Other blunders included the scaffolding being erected on broken concrete, being too far from the building and not having a guard rail.

Last month Glen mill managing director Peter Shearer appeared at court with Ian Howorth, boss of Howorth Scaffolding, to admit health and safety breaches.

Yesterday the Lancashire Telegraph was unable to contact anyone at Glen Mill.

A statement from Howorth’s read: “Howorth Scaffolding Services sincerely regret the death of Peter Walton.

“At the time of this tragic accident Howorth Scaffolding Services had both a responsible attitude to health and safety and a blemish-free health and safety record.

“Howorth Scaffolding Services has taken all necessary steps to ensure that a similar incident cannot happen again.

“We would like to take this opportunity to extend our profound sympathy and condolence to Mr Walton’s family.”

Judge Woolman said Glen Mill, which was insured against the prosecution costs, must pay £13,793 within 28 days.

Howorth Scaffolding was fined £25,000 plus £13,793 in costs.

Both firms had earlier pleaded guilty before magistrates to a charge of exposing to risk persons not in their employment, in a prosecution brought by the Health and Safety Executive.

Judge Woolman said: “Glen Mill had been hit by the recession, had no real assets and had hardly traded since 2007.
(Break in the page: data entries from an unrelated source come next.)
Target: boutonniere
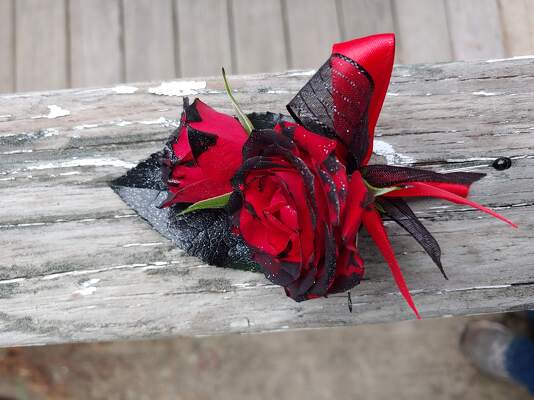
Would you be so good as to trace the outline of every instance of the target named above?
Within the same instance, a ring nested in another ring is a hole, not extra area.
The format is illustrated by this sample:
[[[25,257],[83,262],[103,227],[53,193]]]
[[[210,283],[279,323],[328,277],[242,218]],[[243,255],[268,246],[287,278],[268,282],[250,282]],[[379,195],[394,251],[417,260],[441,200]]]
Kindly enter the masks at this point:
[[[369,164],[394,53],[392,34],[334,45],[287,105],[289,116],[242,112],[223,71],[237,117],[184,98],[180,126],[163,151],[115,188],[191,255],[261,270],[296,301],[345,292],[361,281],[365,254],[358,235],[365,229],[419,317],[384,216],[417,240],[445,278],[440,247],[407,199],[464,204],[515,225],[467,199],[483,174]],[[157,204],[154,191],[164,193]]]

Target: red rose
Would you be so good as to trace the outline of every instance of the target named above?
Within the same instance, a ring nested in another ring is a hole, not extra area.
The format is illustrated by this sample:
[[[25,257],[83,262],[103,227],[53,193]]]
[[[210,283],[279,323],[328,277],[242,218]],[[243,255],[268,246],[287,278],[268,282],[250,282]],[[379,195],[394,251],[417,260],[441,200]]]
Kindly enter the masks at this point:
[[[233,179],[234,227],[297,301],[348,290],[363,275],[355,243],[367,190],[357,172],[348,181],[335,149],[293,123],[253,131]]]
[[[232,191],[230,180],[241,165],[247,132],[234,117],[198,99],[184,99],[180,127],[167,144],[163,161],[169,197],[162,204],[195,203]]]

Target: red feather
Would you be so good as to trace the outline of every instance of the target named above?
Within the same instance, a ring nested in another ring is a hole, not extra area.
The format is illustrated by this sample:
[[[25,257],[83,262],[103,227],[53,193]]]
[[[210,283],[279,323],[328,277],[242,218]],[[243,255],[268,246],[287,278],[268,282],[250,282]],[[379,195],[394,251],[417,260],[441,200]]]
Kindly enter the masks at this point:
[[[465,204],[473,208],[476,208],[480,211],[484,211],[485,213],[495,218],[498,218],[501,221],[506,222],[507,224],[510,224],[514,228],[517,228],[517,225],[514,224],[512,221],[496,213],[495,211],[490,210],[487,207],[484,207],[478,203],[475,203],[474,201],[465,199],[454,193],[448,192],[447,190],[440,189],[436,186],[432,186],[432,185],[422,183],[422,182],[410,182],[407,184],[406,188],[394,190],[393,192],[387,193],[385,196],[388,196],[388,197],[437,197],[439,199],[451,201],[456,204]]]
[[[393,278],[395,279],[402,296],[406,300],[406,303],[408,303],[410,308],[413,310],[417,319],[421,319],[419,311],[417,311],[417,307],[415,306],[410,291],[408,290],[408,286],[406,286],[406,281],[404,280],[402,271],[397,263],[397,259],[395,258],[395,253],[393,252],[391,243],[389,242],[386,229],[382,223],[382,218],[380,218],[380,214],[378,211],[376,211],[376,209],[371,208],[364,211],[363,225],[365,226],[365,229],[367,229],[367,232],[369,232],[369,235],[371,235],[371,239],[373,239],[375,242],[376,247],[378,247],[378,250],[380,250],[380,253],[382,253],[382,256],[387,261],[391,273],[393,274]]]

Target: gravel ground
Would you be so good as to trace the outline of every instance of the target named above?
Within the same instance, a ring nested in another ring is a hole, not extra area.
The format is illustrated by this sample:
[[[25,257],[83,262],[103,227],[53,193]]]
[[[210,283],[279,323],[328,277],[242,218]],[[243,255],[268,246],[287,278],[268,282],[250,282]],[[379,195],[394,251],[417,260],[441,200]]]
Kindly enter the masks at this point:
[[[463,358],[465,323],[4,349],[0,400],[532,399]]]

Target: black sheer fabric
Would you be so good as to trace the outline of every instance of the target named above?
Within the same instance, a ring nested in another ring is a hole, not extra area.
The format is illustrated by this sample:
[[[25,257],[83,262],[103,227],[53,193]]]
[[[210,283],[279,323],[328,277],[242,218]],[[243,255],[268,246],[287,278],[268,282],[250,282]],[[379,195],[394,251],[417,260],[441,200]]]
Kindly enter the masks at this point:
[[[448,279],[441,264],[441,248],[438,242],[413,213],[408,204],[401,198],[381,197],[377,199],[377,202],[391,219],[402,226],[417,240],[430,258],[432,258],[432,261],[438,266],[445,279]]]
[[[333,54],[289,102],[287,109],[306,129],[337,137],[356,161],[369,148],[367,111],[373,80],[354,60]]]
[[[362,176],[375,187],[395,186],[406,182],[442,182],[469,186],[485,174],[476,172],[439,172],[425,169],[395,167],[393,165],[368,165],[362,169]]]

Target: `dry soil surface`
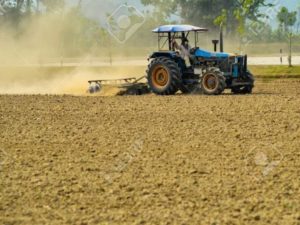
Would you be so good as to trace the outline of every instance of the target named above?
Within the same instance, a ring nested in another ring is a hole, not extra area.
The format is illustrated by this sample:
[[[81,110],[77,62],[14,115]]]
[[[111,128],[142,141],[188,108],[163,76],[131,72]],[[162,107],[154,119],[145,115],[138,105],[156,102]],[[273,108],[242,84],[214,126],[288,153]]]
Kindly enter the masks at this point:
[[[300,224],[300,81],[0,96],[0,224]]]

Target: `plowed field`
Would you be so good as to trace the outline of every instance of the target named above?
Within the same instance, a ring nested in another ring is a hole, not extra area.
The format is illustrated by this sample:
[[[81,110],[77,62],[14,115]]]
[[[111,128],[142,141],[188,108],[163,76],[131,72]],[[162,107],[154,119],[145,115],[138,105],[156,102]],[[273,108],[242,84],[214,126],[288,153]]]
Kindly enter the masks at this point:
[[[0,96],[0,224],[300,224],[300,81]]]

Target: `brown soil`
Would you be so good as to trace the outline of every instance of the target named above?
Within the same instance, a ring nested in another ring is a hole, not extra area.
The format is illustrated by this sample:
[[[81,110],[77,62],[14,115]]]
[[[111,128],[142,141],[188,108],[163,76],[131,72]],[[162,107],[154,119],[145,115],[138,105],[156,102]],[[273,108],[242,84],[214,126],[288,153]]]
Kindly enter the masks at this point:
[[[300,82],[0,96],[0,224],[300,224]]]

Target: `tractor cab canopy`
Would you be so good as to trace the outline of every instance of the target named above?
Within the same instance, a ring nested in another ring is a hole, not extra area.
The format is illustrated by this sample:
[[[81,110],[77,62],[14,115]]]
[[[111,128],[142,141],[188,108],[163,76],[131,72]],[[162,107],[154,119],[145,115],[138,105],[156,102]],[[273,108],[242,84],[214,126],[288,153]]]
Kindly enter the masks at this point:
[[[198,43],[198,34],[200,32],[207,32],[208,29],[202,27],[196,27],[192,25],[164,25],[153,30],[154,33],[158,34],[158,49],[163,50],[164,46],[168,44],[168,50],[174,51],[172,46],[172,40],[186,39],[189,37],[190,32],[194,32],[195,35],[195,46]],[[161,44],[161,42],[163,43]]]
“I am satisfied that the company does not have ready money to pay a large fine and that any fine will have to be paid out of future profits.”

The judge allowed Howorth's to pay at £1,000 a month, to “allow the company to exist”.

After the case, HSE Inspector Ian Connor said: “This is an extremely sad case which once again shows how important it is to follow health and safety regulations.

"It’s vital that construction companies do more to prevent deaths and injuries in the future.”